To determine the cost of implementing the trading strategy (in the limit of continuous pricing) you set up a PDE, the Black-Scholes equation,
$$ V_t + rSV_S + \tfrac{1}{2}\sigma^2S^2V_{SS} = rV $$
whose solution gives the price of the option. Note that $\mu$ does not appear in this equation (it drops out due to dynamic hedging) so the price of the option cannot depend on $\mu$.
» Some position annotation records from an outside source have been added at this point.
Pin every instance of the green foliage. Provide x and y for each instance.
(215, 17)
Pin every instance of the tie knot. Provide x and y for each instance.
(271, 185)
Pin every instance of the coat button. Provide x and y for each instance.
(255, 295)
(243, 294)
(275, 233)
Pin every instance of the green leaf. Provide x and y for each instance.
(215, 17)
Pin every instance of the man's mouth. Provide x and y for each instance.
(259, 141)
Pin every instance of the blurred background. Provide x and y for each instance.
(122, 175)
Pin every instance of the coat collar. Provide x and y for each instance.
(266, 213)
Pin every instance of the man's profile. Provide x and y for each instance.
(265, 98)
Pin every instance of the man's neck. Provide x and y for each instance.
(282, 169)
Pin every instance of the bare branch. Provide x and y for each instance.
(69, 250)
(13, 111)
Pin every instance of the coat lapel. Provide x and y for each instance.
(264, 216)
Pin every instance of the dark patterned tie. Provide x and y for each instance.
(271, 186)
Finally, the link to expectations (and the reason you can solve for the price of the option using Monte Carlo) is provided by the Feynman-Kac formula which translates the solutions of a certain class of parabolic PDEs (of which the Black-Scholes equation is one) to expectations of a particular stochastic process. Since the Black-Scholes equation does not depend on $\mu$, we know that the stochastic process cannot depend on $\mu$ either, and in fact the stochastic process turns out to be
$$ \frac{dS_t}{S_t} = r dt + \sigma dZ_t $$
with a terminal condition specified by the payout of the option (we use a terminal condition rather than an initial condition because the Black-Scholes equation has time reversed compared to a traditional, heat-like parabolic PDE).
That's the mathematical answer. The intuitive answer is "we can hedge out all of the price movements related to the drift of the stock, therefore the price of the option can't depend on the drift".
That is, even if you had two perfectly correlated stocks with a different drift term, and you bought a call option on each of them, the options would have a different terminal value (the one with higher drift would be worth more) but the costs of dynamically hedging the stock movements for the stock with greater drift would also be higher, by an amount which exactly offsets the difference in option terminal values, so the options have the same value now.